The U.S. Coast Guard’s Redeployment Assistance Inspection Detachment Team 13 was the first military unit to ever use the newly-fielded Reconfigurable Vehicle Tactical Trainer simulator, taking part in simulated Afghanistan defensive combat situations on Saturday, April 2. The RAID Team has been undergoing Army basic combat skills training at mobilization station for the past month.
“The RVTT simulator is an invaluable tool since it combines elements of all of the training the team has acquired from the Army over the past month at Fort Dix, and actually puts it together in real-time scenarios in deployed environments,” said RAID Training Officer Lt. James K. Cullen of Lake Hopatcong, NJ.
The Coast Guardsmen were trained on the RVTT in preparation for their upcoming deployment to the U.S. Central Command area of operations. Working closely with Army units, forward-deployed U.S. Coast Guard RAID members oversee hazardous materials movement from remote locations in combat zones. Most RAID members will be working in Afghanistan, Iraq and Kuwait.
The RVTT simulator, which was installed in February and underwent testing, is the newest part of the military’s growing arsenal of realistic simulations for Fort Dix in the 3500 training area. Military personnel in a convoy of full-sized vehicles can feel a simulated rumbling of their engines in their seats, hear the engine roar louder as the vehicles accelerate, and hear gunshots and feel recoil as they fire their weapons to fend off the enemy. As the military relies more heavily on advanced simulations to prepare war fighters for combat, realism has become a key aspect to training. If the RVTT was any more lifelike, the RAID team would have needed to clean bugs off their windshields.

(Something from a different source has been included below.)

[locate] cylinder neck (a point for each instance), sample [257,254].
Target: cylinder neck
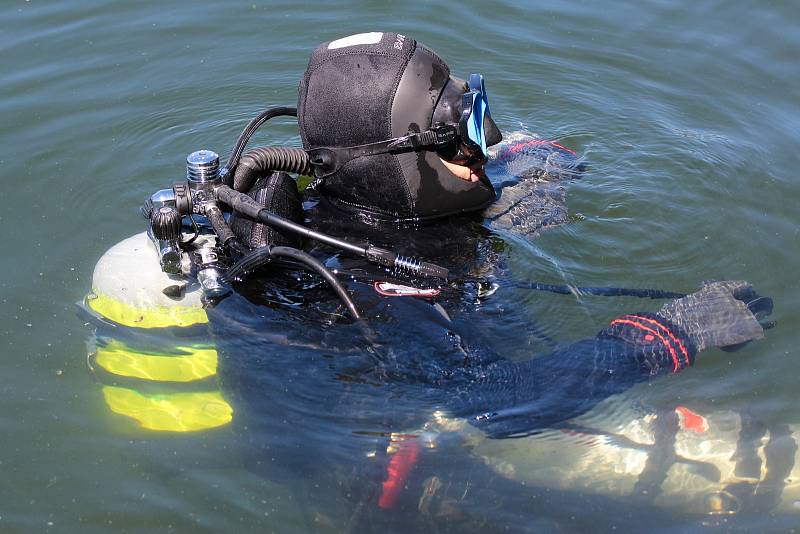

The RVTT system is unlike most traditional computer simulators or engagement skills trainers because it surrounds personnel in a realistic, 360-degree virtual world.
The RVTT system consists of a series of trailers equipped with life-size replicas of four HMMWVs surrounded by floor-to-ceiling movie screens. These simulators contain everything found in the real tactical vehicle, to include secure radios, individual and crew-served weapons, and current command and control systems. Troops familiar with the equipment require only moments to be fully operational in the simulator. An additional trailer provides a training room, command and control and full AAR capabilities.
Cullen, who recently completed a RAID Team combat tour in the Middle East and now serves as the RAID Team Training Officer, arranged for his students to have the opportunity to train on the new equipment because he felt the RVTT was very realistic. Cullen recalled during one convoy training exercise he experienced motion sickness because he was so involved in the simulator’s realism.
“The simulators can convince you that you’re really there,” said Cullen.
One of the RVTT’s features is its ability to change the type of vehicle configuration to suit the training. For example, the dashboard for the RAID Team’s exercises is configured to HMMWV using touch screen display. Another change inside the vehicle can also replicate driver and convoy training If the another training unit will be conducting missions using a Heavy Expanded Mobility Tactical Truck , or HEMTT, a touch of the button and exchange of a few cosmetic pieces, the vehicle is ready for training.
During these tough economic times, the RVTT provides a cost-effective option to military units who want more training for the buck, said RVTT simulator supervisor Bret Bussman, of Young America, Minnesota. As the Warrior Training contract manager, Bussman noted that with the current economy “everybody is looking for cutbacks.”
Using an on-site virtual reality simulator saves fuel and ammunition costs, and will provide more training in less time than if personnel were actually taking their own vehicles and weapons out to remote training areas.